Children Of Divorced Parents Have Higher Stroke Risk

24/11/2010 11:00 | Updated 22 May 2015

There's no doubt that divorce has an emotional effect on children. But if your parents divorced when you were little, you could be twice as likely to have a stroke as someone whose parents stayed married, say experts.

Stress during childhood leads to health problems in adults: Pink Sherbert Photography

Researchers from the University of Toronto based their findings - which have just been presented to the Gerontological Society of America - on a large-scale study of 13,000 Canadians.

They were looking at the impact of childhood stress on health later in life, and were surprised to discover there was a link between divorcing parents and their children having a stroke when they're older.

But it's not necessarily as bad as it sounds, they say. Since strokes mostly happen in people over the age of 65, the children of divorced parents who are about that age today would have grown up in the 1940s and 1950s. And back then the stigma of having divorced parents was far greater than it is now (in other words, today's children aren't as badly affected when their parents separate).
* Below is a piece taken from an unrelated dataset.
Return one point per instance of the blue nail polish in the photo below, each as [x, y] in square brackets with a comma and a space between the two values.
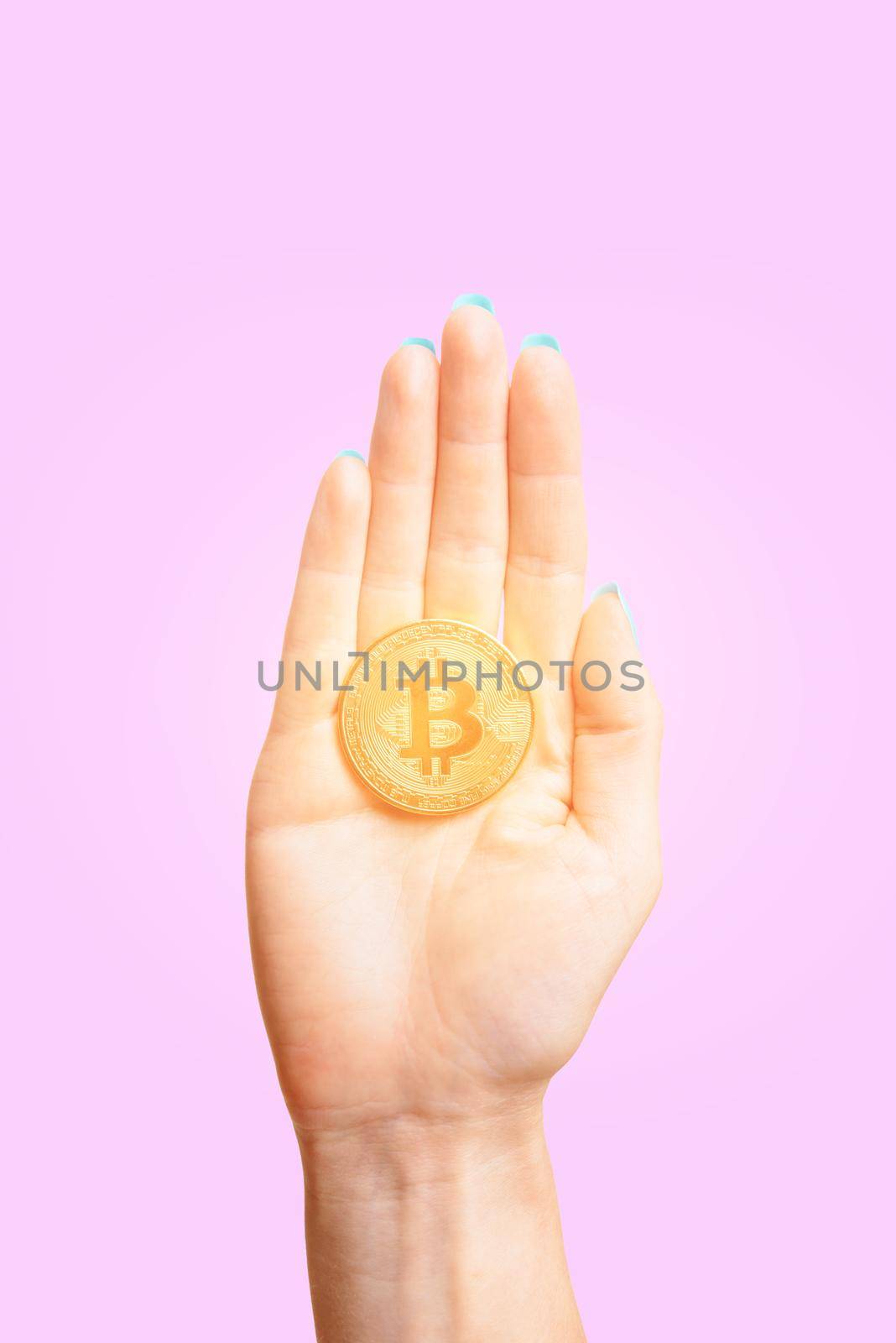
[472, 301]
[541, 339]
[615, 588]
But it does highlight the fact that childhood stress has a real impact on your health. Childhood poverty, for instance - which is sadly much in evidence these days - is a major cause of stress. And since stress can interfere with a child's production of the hormone cortisol, that could leave them vulnerable to a range of health problems as they get older.

Stress is thought to be the biggest cause of people taking time off work, but if you're buckling under the pressure yoga may help.

Did you suffer any stress as a child? Has it affected you in your adult life?